На одном из десятиминутных привалов у плетня какого-то хутора я забежал в халупу, рассчитывая глотнуть горячего чаю, и нашел ее занятой нашей полковой музыкантской командой. Всюду – у стен, на скамьях и даже на неприбранной постели поляка– хозяина – громоздились медные инструменты нашего хора, одетые в защитные чехлы; музыканты же теснились вокруг стола и что-то торопливо жевали. Был у них и чай.

– Ребята! – обратился я к ним. – Дайте глотнуть чайку: пить хочу!

– Пожалуйста, ваше благородие! – предупредительно засуетился оказавшийся рядом со мной чернявый молодой еврей-музыкант и, выплеснув прямо на пол остатки чаю из своей жестяной кружки, потянулся с нею к чайнику. Лицо музыканта с густыми черными бровями, сросшимися на переносице, показалось мне знакомым, но, торопясь дорваться до чая, я не обратил на это внимания. Он сам напомнил о себе, передавая мне кружку.
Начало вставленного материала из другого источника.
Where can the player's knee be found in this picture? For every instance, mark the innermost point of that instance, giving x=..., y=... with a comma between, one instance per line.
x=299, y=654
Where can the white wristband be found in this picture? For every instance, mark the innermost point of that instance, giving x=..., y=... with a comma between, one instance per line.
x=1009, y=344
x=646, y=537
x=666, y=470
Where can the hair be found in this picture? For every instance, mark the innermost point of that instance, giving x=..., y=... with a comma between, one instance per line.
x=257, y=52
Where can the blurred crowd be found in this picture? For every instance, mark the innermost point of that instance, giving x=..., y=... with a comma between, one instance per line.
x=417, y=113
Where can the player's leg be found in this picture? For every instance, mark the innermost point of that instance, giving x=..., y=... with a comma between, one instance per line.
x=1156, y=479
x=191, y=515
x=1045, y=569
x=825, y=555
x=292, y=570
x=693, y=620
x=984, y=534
Мы с вами знакомы, ваше благородие, – сказал он. – Я ведь играл на трубе в оркестре ресторана Козлова на Тверской, где вы часто бывали. Однажды вы даже меня ужином угостили…

– А, это вы! – вспомнил я. – Да, да, конечно! Стало быть, призваны?
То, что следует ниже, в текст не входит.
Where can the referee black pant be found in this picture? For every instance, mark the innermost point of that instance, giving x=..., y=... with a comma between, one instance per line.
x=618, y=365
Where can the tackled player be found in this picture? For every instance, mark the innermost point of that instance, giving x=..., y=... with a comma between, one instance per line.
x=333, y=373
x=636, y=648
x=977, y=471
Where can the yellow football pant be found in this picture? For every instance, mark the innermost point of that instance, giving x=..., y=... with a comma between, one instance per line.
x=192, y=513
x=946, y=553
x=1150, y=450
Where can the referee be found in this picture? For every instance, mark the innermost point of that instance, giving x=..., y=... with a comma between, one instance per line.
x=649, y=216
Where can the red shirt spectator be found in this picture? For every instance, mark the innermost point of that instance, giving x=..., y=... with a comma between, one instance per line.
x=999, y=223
– Так точно. Из запаса. Молодую жену в Москве оставил. Очень плакала!

– Зря. Вернетесь домой благополучно. Вы – музыкант, вам в атаки не ходить, под огнем не бывать.

– Как сказать, ваше благородие! Вот ведь и нас спешно зачем-то двинули с полком из обоза. Поговаривают наши, что его высокоблагородие командир полка считает, что, когда нужно, бросить полк в атаку под нашу музыку…

Допив чай, угостив музыканта папиросой, я выбежал из халупы. И не напрасно торопился – уже гремела команда: «Смирно!»

Потом мутный рассвет, понтонный мост через дымящуюся туманом Вислу и наш беглый шаг по нему под разрывами австрийских шрапнелей. Затем целый день боя без отдыха и пищи, глухой черный вечер, спуск нашей роты в глубокий овраг, потаенный марш по нему с моим и других начальников шепотом: «Тише, тише, дьяволы!.. Подбери лопату, не брякай о котелок!» – и, наконец, повзводное выползание из низины, небольшое продвижение вперед и молчаливая, но яростная торопливая работа шанцевым инструментом – мы роем длинную цепь одиночных окопчиков. Роем, вырыли и залегли в них.

И опять утро, опять мутный рассвет с дождевою пылью в воздухе, октябрьское утро уже за Вислой, окопчики «могилками», вытянутые в полутораверстную линию, и в них – отощавший вторые сутки не евший 11-й гренадерский Фанагорииский полк.

Я в своем окопе устроился на корточках, и на корточках я – как на пружине, как та игрушка, что выскакивает из коробочки, лишь поднимешь крышку: моя голова то над бруствером, го прячется за него, в зависимости от того, как ведет себя австрийский пулемет. Точно так же поступают и солдаты моего взвода слева и справа от меня. Они ведут редкий огонь, и я, покрикивая, одобряю их: «Метче целься, не пали зря!» – и всякое другое, что придет в голову. В подмогу мне то же самое горланит и Романов, мой взводный унтер-офицер. Покрикивают отделенные.

Над нами серое небо, посвистывающее пулями: время от времени в нем визжат шрапнели и лопаются почти над нами, совсем немного не долетев – перелеты! – и тогда слышно, как их пульки бьют по земле, и звук этот чавкающий, противный, словно в телесную мякоть. И каждый из нас думает: «Только бы не в голову!»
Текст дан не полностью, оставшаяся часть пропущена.